Scritto per Il Fatto Quotidiano dell'11/11/2011
Potenza di un nome e forza della credibilità. Dopo anni di Mr B, basta chiamare Mario Monti, nominarlo senatore a vita, convocarlo al Quirinale e le montagne, invece di partorire topolini, vanno a Maometto. La borsa risale, nonostante l’Ue tagli le previsioni di crescita, e le dimissioni di Lorenzo Bini Smaghi dal ‘board’ della Bce per andare a insegnare a Harvard eliminano un elemento di frizione fra Roma e Parigi e un vulnus all’affidabilità dell’Italia, che s’era impegnata a risolvere entro il 1o novembre il problema della doppia presenza nell’esecutivo della Banca centrale europea adesso che Mario Draghi ne è divenuto presidente.

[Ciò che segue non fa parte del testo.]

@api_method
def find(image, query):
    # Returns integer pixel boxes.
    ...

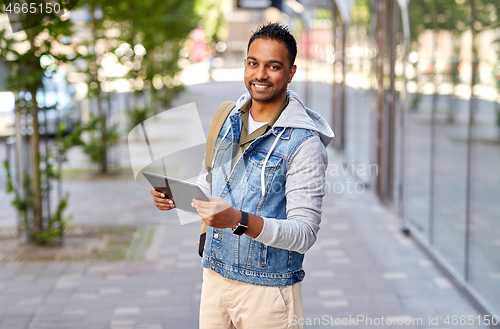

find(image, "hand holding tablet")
[142,172,210,214]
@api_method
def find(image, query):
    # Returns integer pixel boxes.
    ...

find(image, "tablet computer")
[142,172,210,214]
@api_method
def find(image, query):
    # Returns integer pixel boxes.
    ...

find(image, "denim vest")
[202,108,317,286]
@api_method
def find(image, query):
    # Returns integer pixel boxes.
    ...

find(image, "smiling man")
[151,23,333,329]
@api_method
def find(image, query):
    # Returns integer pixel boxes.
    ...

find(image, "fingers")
[151,190,175,210]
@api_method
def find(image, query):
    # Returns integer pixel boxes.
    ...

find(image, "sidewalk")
[0,83,486,329]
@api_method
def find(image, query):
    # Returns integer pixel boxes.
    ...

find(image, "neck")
[252,93,286,122]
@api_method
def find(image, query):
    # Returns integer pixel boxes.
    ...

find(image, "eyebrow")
[247,56,285,66]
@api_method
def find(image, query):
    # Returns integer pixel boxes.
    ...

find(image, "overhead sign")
[238,0,282,10]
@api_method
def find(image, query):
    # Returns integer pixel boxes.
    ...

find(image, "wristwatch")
[233,211,248,235]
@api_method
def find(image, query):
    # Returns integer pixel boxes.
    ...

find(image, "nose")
[255,65,269,81]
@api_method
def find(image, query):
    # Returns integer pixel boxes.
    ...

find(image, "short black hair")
[247,23,297,67]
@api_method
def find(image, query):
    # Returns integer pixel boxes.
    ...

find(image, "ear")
[288,65,297,83]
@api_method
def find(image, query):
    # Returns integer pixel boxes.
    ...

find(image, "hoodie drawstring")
[260,128,286,197]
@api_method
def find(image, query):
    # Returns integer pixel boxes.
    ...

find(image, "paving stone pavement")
[0,80,492,329]
[0,147,488,329]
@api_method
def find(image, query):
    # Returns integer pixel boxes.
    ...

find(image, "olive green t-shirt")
[231,95,289,170]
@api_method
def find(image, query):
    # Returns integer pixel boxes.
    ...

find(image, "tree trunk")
[97,91,108,174]
[30,89,43,231]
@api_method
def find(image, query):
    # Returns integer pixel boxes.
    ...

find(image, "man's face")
[245,38,297,103]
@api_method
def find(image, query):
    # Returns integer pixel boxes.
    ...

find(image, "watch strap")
[233,211,248,235]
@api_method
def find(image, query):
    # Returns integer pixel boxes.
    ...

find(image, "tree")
[0,0,76,242]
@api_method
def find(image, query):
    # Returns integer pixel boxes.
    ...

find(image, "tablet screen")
[142,172,210,214]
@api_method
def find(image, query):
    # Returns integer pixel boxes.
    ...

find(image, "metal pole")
[384,0,399,200]
[464,0,477,281]
[398,2,410,234]
[332,0,337,144]
[377,0,386,201]
[340,22,349,150]
[429,0,438,245]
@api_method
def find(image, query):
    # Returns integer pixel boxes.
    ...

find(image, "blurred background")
[0,0,500,328]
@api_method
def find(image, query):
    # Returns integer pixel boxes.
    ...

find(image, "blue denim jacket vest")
[202,108,317,286]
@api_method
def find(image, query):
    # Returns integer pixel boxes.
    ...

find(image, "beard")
[246,80,287,103]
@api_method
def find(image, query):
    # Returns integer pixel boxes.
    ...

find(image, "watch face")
[233,224,247,235]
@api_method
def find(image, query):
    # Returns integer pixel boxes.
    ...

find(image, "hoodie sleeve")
[255,135,328,254]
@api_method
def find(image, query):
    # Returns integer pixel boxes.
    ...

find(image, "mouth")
[252,83,271,90]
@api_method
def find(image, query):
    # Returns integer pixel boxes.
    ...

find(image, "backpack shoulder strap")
[198,101,236,247]
[205,101,236,169]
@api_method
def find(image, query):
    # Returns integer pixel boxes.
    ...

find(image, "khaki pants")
[200,268,303,329]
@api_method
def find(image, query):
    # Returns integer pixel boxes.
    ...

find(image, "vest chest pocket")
[213,132,233,171]
[245,151,284,192]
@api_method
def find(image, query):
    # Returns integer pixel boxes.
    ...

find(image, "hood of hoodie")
[236,89,334,147]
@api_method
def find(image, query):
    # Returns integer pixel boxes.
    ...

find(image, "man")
[151,23,333,329]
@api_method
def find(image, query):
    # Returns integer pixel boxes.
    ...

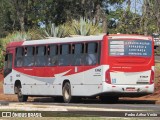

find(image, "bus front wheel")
[17,87,28,102]
[62,82,73,103]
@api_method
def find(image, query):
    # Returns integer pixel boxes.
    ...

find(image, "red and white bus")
[3,34,155,103]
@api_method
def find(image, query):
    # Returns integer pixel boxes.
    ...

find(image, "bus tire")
[62,82,73,103]
[17,87,28,102]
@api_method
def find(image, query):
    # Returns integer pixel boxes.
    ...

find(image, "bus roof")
[22,35,104,45]
[7,34,151,47]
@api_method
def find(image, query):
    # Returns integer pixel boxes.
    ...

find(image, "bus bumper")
[3,84,15,94]
[103,84,154,97]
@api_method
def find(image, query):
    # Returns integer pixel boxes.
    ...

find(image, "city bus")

Non è detto che Bini Smaghi resti a insegnare ad Harvard. Anzi, non è neppure detto che ci vada. La notizia delle dimissioni ha ravvivato le voci di un’operazione triangolare Roma-Francoforte-Bruxelles: il banchiere alla Commissione europea, al posto di Antonio Tajani, vice-presidente e responsabile dell’industria, che si dimetterebbe per assumere un incarico da ministro nell’esecutivo Monti, se e quando sarà formato. Sono voci raccolte in ambienti comunitari e assolutamente non confermate. Ma chi era presente, il 17 ottobre, a Roma, a un convegno europeo organizzato da Euractiv e IAI, non aveva potuto non notare il grande feeling che, sorprendentemente, venne fuori tra il presidente della Bocconi e il vice-presidente della Commissione.

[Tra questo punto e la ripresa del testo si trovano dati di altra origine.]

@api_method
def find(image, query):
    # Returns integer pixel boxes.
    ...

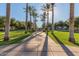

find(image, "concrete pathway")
[0,32,79,56]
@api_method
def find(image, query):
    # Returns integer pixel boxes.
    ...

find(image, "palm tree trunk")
[69,3,75,43]
[52,3,54,31]
[47,11,49,30]
[30,12,32,30]
[25,3,28,33]
[4,3,10,41]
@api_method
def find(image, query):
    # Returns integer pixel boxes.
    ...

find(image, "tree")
[25,3,28,33]
[51,3,54,31]
[41,12,46,30]
[32,9,38,30]
[42,3,51,31]
[75,17,79,32]
[69,3,75,43]
[28,6,32,29]
[4,3,10,41]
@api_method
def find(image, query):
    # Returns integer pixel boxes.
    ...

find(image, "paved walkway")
[0,32,79,56]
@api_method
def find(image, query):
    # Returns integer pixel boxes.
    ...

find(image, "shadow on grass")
[52,33,75,56]
[41,33,48,56]
[0,33,40,56]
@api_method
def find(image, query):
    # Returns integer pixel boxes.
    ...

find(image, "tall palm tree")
[28,5,32,30]
[42,3,50,31]
[41,12,46,29]
[46,3,50,30]
[25,3,28,33]
[51,3,54,31]
[4,3,10,41]
[69,3,75,43]
[32,9,38,30]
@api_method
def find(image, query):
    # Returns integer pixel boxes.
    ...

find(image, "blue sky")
[0,3,79,27]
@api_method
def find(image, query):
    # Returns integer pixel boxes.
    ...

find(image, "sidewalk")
[0,32,79,56]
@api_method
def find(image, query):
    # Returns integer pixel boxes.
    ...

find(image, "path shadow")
[0,33,40,56]
[41,33,48,56]
[52,33,75,56]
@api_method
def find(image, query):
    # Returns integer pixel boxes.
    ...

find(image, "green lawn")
[48,31,79,45]
[0,30,31,45]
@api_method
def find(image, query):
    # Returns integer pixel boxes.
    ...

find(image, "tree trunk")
[29,12,32,30]
[47,11,49,31]
[69,3,75,43]
[4,3,10,41]
[25,3,28,33]
[52,3,54,31]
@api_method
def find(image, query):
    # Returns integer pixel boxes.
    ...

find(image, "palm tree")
[69,3,75,43]
[41,12,46,29]
[4,3,10,41]
[25,3,28,33]
[51,3,54,31]
[46,4,50,30]
[28,6,32,29]
[32,9,38,30]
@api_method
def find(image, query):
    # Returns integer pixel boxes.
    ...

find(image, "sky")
[0,3,79,27]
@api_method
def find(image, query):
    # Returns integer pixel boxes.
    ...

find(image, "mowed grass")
[0,30,31,45]
[49,31,79,46]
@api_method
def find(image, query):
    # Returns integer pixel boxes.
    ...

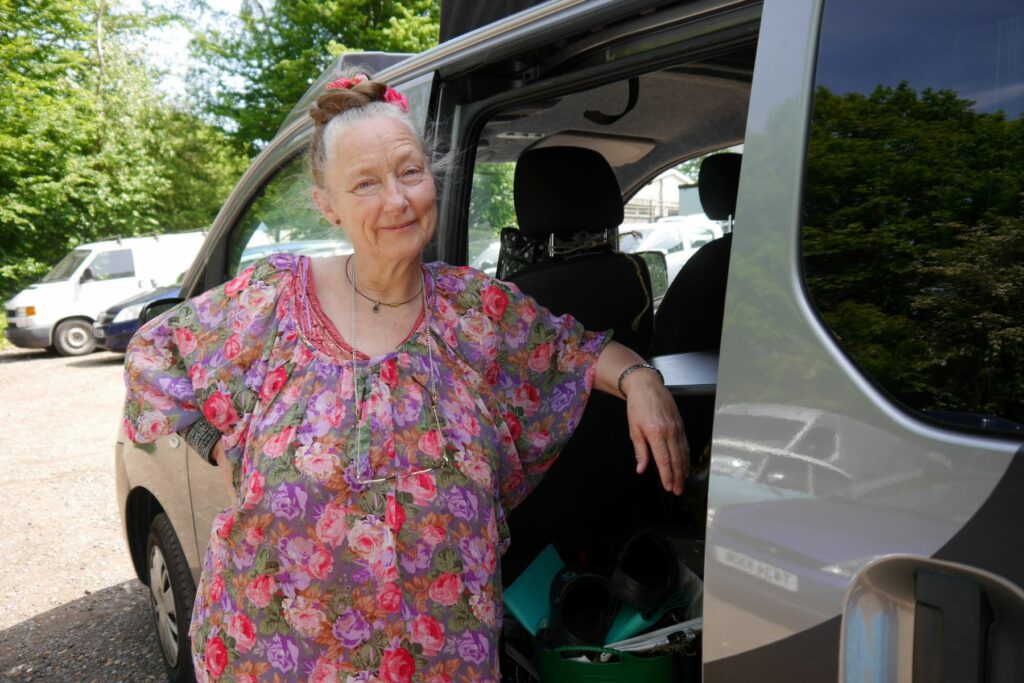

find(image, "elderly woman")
[125,77,687,681]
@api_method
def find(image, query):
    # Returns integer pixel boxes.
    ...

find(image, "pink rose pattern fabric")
[124,254,607,683]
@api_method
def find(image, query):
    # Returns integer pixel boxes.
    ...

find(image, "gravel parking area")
[0,349,164,683]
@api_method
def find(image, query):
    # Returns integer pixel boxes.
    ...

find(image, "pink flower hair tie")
[327,74,409,114]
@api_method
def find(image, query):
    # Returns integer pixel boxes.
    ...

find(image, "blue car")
[92,285,181,353]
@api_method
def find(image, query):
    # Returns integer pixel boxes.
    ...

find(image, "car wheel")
[145,513,196,683]
[53,321,96,355]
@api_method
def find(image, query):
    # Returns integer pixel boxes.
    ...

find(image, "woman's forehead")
[335,117,424,172]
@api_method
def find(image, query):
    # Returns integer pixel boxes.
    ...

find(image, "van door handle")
[913,569,993,683]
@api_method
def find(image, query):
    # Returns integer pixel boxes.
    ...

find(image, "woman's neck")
[345,254,423,303]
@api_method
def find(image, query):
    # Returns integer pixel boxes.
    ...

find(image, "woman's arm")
[594,341,689,496]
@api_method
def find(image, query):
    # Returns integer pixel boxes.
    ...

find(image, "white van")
[116,0,1024,683]
[4,230,206,355]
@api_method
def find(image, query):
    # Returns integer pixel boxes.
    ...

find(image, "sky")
[124,0,242,96]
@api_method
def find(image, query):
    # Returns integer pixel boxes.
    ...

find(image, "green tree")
[189,0,440,155]
[469,162,516,238]
[0,0,244,297]
[803,84,1024,422]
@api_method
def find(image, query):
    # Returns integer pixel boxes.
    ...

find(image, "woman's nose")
[381,174,409,209]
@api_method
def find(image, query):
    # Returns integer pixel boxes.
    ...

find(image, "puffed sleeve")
[124,256,294,461]
[468,272,611,509]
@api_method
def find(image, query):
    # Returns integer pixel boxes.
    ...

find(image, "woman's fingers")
[627,385,689,495]
[630,429,650,474]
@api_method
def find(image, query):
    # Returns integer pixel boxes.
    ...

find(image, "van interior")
[439,13,757,680]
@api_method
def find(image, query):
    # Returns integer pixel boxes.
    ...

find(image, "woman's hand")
[594,341,690,496]
[623,369,690,496]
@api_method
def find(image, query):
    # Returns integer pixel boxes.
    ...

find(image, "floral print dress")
[125,254,608,683]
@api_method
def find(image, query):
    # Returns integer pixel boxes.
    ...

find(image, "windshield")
[39,249,89,283]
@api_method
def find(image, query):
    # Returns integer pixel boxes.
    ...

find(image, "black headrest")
[697,152,743,220]
[515,147,623,240]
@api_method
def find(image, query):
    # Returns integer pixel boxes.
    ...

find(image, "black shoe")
[608,529,680,616]
[547,570,620,646]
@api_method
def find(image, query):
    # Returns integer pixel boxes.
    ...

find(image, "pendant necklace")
[345,256,426,313]
[345,258,440,484]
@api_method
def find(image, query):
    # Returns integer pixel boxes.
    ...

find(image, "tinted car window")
[227,156,352,274]
[803,0,1024,438]
[39,249,91,283]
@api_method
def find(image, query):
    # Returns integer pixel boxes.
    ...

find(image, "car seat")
[498,147,654,583]
[651,153,742,493]
[651,153,742,355]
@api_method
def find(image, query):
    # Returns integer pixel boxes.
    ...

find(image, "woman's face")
[313,116,437,261]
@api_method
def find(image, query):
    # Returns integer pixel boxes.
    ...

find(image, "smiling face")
[313,116,437,264]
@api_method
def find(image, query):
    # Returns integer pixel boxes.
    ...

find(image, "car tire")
[145,513,196,683]
[53,321,96,355]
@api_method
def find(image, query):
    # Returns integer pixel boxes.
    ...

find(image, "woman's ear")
[313,187,341,225]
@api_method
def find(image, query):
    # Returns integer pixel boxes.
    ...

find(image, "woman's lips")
[381,220,416,231]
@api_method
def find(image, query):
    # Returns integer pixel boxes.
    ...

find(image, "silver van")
[117,0,1024,683]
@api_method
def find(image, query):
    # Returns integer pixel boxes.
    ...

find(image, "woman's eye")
[400,167,423,182]
[352,180,377,195]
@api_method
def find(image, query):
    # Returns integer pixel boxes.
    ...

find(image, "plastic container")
[537,645,675,683]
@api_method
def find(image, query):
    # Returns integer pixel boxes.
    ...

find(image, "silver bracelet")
[178,417,223,465]
[618,362,665,396]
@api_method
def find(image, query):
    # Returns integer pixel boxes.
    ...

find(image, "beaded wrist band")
[178,418,223,465]
[618,362,665,396]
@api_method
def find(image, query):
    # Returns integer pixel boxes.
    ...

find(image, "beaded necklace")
[345,257,451,484]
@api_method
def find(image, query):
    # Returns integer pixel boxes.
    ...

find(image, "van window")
[469,162,516,275]
[227,155,352,275]
[802,0,1024,434]
[39,249,92,283]
[88,249,135,281]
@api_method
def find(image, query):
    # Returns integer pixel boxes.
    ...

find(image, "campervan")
[4,230,206,355]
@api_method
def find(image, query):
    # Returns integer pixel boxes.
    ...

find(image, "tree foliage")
[0,0,244,297]
[190,0,440,155]
[804,84,1024,423]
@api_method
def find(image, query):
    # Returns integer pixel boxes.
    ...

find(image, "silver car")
[117,0,1024,683]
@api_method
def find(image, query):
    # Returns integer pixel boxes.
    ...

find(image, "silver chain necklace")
[345,257,450,484]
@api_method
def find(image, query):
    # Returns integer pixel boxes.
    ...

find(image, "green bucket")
[538,645,674,683]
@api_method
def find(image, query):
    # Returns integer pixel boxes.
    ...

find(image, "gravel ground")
[0,349,164,683]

Per Monti, la credibilità, a livello europeo e internazionale, è un dato di fatto: non va costruita. “Il professore non ha bisogno di una rete, non ha bisogno di una cerchia di fedeli intorno per crearsi un seguito –dice convinta una persona che gli fu accanto nel doppio mandato alla Commissione europea dal 1995 al 2004, prima al mercato interno, poi alla concorrenza-: la sua autorevolezza è tale che tutti lo rispettano. Lui parla con chi vuole ai massimi livelli ed è ascoltato”. Ancora recentemente, il presidente dell’Esecutivo comunitario José Manuel Barroso chiese a lui consiglio su come completare il mercato interno.

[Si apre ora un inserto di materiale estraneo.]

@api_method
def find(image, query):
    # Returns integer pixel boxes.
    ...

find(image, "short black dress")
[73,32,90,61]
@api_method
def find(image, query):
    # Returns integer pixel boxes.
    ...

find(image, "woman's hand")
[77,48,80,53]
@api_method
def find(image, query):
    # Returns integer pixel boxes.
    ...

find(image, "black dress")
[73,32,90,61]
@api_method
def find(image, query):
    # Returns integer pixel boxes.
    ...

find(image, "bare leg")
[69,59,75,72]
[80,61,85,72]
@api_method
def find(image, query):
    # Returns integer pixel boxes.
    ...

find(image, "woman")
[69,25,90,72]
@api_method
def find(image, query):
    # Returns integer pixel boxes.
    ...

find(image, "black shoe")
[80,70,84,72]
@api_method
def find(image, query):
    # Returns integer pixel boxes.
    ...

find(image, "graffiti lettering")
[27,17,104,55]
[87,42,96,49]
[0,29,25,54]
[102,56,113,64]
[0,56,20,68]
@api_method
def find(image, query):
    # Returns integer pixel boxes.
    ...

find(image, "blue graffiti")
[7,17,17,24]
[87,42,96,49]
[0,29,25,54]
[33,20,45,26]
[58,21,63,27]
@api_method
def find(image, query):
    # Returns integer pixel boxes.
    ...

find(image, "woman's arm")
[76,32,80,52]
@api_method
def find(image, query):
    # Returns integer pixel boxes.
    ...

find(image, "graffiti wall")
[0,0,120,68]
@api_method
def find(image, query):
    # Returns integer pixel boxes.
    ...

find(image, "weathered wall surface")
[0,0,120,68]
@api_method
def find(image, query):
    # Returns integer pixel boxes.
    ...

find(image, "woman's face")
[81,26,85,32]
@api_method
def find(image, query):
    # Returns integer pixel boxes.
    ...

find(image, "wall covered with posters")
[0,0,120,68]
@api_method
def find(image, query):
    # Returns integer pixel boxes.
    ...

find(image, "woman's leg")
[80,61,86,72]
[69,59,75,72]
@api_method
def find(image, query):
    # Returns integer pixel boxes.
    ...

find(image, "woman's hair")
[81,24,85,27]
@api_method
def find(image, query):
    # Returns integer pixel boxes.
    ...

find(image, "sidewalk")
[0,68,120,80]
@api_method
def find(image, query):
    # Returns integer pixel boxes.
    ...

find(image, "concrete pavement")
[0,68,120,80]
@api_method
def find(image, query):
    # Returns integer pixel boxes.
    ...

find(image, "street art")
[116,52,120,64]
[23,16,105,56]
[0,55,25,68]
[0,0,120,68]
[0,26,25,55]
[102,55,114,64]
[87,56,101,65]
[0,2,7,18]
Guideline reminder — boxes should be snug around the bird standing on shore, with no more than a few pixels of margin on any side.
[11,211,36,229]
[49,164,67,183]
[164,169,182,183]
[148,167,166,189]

Molti dei più stretti collaboratori di Monti negli anni europei occupano, oggi, posizioni di prestigio e influenti nelle istituzioni comunitarie e garantiscono, comunque, una rete di riferimento efficace (non solo italiana). Enzo Moavero Milanesi, capo di gabinetto del professore per un mandato e mezzo circa, dopo avere fatto un’importante esperienza a Palazzo Chigi con Carlo Azeglio Ciampi premier, è stato poi poi direttore dell’antitrust, vice-segretario generale, direttore generale del ‘think tank’ voluto da Romano Prodi quand’era presidente della Commissione ed è oggi il giudice italiano del Tribunale dell’Unione europea a Lussemburgo.
Dopo Moavero, Monti ebbe come capo di gabinetto un belga, Mark Van Hof, oggi direttore al servizio giuridico della Commissione.
Fra gli altri collaboratori del Monti europeo ci sono Stefano Manservisi, che passò dal gabinetto Monti a quello del presidente Prodi ed è poi divenuto direttore generale alla cooperazione allo sviluppo e, ora, agli affari interni; Guido Berardis, oggi direttore al servizio giuridico; e Arianna Vannini, oggi al gabinetto
del presidente Barroso. Molto vicino al professor Monti era un altro prodotto della Bocconi, il professor Angelo Cardani, che è poi tornato all’Ateneo milanese. E a Bruxelles Monti portò pure Adelaid Sailer-Schuster, che era rappresentante della Bundesbank a Roma e che è poi tornata alla ‘casa madre’. Sue portavoci furono Betti Olivi, figlia di Bino Olivi, storico portavoce della Commissione europea per quasi vent’anni, che oggi lavora alla Rappresentanza in Italia della Commissione, e poi la spagnola Amelia Torres, oggi ancora a Bruxelles con Joaquin Almunia.
Ritroveremo qualcuno di questi nomi nella lista del governo che Monti potrebbe presto dovere formare?, o fra i suoi collaboratori a Palazzo Chigi? E’ presto per dirlo, ma voci già circolano. I ‘montiani d’Europa’ sono schierati con il professore e con il presidente Napolitano. Uno di essi dice a Il Fatto: “quanto sta accadendo all’Italia è ingiusto”, perché, senza negare la gravità del problema del debito, il Paese “non si merita di finire come quelli che fanno i giochi delle tre carte”. “Con un’azione seria e determinata, si può venirne fuori”: Monti ne è capace, Napolitano dice “saremo all’altezza del compito” e pure Obama gli –e ci- dà fiducia.